No joint interest privilege
Some later decisions have appeared to explain the shareholder rule as a species of joint interest privilege, whereby a commonality of interest between a shareholder and company deprives the company of the right to assert privilege against its shareholder. But in the Judge’s view none of those decisions had attempted any principled analysis of the nature of the joint interest and how the privilege arose.
More broadly, the Judge considered that the whole idea of joint interest privilege was an unhelpful umbrella term for a ragbag of different concepts; that it continued to be referred to was a testament to its inclusion in a leading textbook on privilege, not any principled analysis.
A rule built on sand
Notwithstanding a considerable body of case law which purports to establish the existence of the shareholder rule, the Judge found that on analysis the rule lacked any solid foundation. Earlier judges had inferred its existence from previous cases without seeking to examine how and why it existed. The idea of shareholders having a proprietary interest in privileged advice, as a beneficiary of a trust would, had persisted well past its sell-by date; “joint interest” privilege was a spurious concept invented by academics to try to bring cohesion to a range of very different cases; and many of the more recent cases had in reality been concerned with separate questions that took it as read – without analysis – that the shareholder rule had any proper legal basis.
In the circumstances, Picken J felt able to declare that the shareholder rule had no basis in law and no justification in practice.
Other points to note
Several subsidiary questions, relating to the scope of the shareholder rule, also arose. They were not strictly relevant given the Judge’s decision that there is no shareholder rule, but he addressed them anyway in case he was wrong. Notably, he found that:
- The shareholder rule, if it exists, applies to legal advice privilege and litigation privilege, but not without prejudice privilege. This is not a surprise: it is in line with a 2023 decision of Michael Green J in Various Claimants v G4S Plc.
- The rule is not confined to shareholders with legal title, and thus extends to those who hold a beneficial interest (e.g. those who hold intermediated securities via CREST). Nor was it necessary that a claimant was still a shareholder. This would be a significant extension of the rule, and is a departure from the decision in G4S mentioned above.

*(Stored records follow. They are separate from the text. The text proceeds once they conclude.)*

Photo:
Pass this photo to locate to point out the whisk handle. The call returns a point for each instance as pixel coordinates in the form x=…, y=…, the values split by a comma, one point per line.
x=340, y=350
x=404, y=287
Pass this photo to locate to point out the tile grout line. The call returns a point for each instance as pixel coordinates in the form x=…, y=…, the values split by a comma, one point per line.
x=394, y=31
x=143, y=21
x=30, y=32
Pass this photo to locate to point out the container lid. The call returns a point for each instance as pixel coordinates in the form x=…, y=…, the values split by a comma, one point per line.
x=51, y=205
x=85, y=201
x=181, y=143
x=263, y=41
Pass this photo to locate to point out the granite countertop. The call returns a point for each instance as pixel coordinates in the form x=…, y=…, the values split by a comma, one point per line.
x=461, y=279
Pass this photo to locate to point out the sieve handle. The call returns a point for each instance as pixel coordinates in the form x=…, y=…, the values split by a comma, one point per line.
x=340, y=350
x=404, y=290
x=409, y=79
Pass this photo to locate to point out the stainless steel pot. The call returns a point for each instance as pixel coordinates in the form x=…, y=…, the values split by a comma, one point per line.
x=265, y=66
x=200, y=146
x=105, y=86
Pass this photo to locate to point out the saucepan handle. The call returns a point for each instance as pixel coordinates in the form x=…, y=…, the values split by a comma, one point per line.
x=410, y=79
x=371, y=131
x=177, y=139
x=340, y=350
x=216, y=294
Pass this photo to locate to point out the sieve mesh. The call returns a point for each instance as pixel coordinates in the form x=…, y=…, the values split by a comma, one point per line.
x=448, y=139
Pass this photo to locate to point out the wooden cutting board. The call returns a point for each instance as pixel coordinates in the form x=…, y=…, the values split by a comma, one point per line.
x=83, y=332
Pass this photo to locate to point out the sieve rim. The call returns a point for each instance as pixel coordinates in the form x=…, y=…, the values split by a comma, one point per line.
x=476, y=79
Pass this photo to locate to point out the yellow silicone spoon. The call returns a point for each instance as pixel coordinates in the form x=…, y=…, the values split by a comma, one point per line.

- The rule extends to a company’s subsidiaries, such that a company can withhold inspection by its shareholders of privileged documents belonging to a subsidiary – again this is a new and significant departure and it is not clear whether it would apply only to wholly-owned subsidiaries.
Implications of the judgment
Picken J’s decision is likely to be appealed, but before then we can expect another first instance decision on the same subject: on the day this judgment was handed down, Barclays – the defendant in a separate case brought by shareholders under s.90 and s.90A/sch.10A – was in court arguing that they should be able to claim privilege over documents sought by investor-claimants. Market participants will watch closely to see whether and to what extent a different judge decides to adopt Picken J’s detailed survey of the case law and arrives at the same conclusion.
In the meantime, the decision will be welcome news for defendants in other high-value, group claims brought by shareholders. More broadly, if and to the extent the judgment is followed by other courts and/or upheld on appeal, companies of all kinds, both listed and unlisted, will welcome a development which enhances their ability to interrogate and understand their legal position without fear that their legal advice will later be used against them – a fundamental principle of English law that underpins the justice system.
This material is provided for general information only. It does not constitute legal or other professional advice.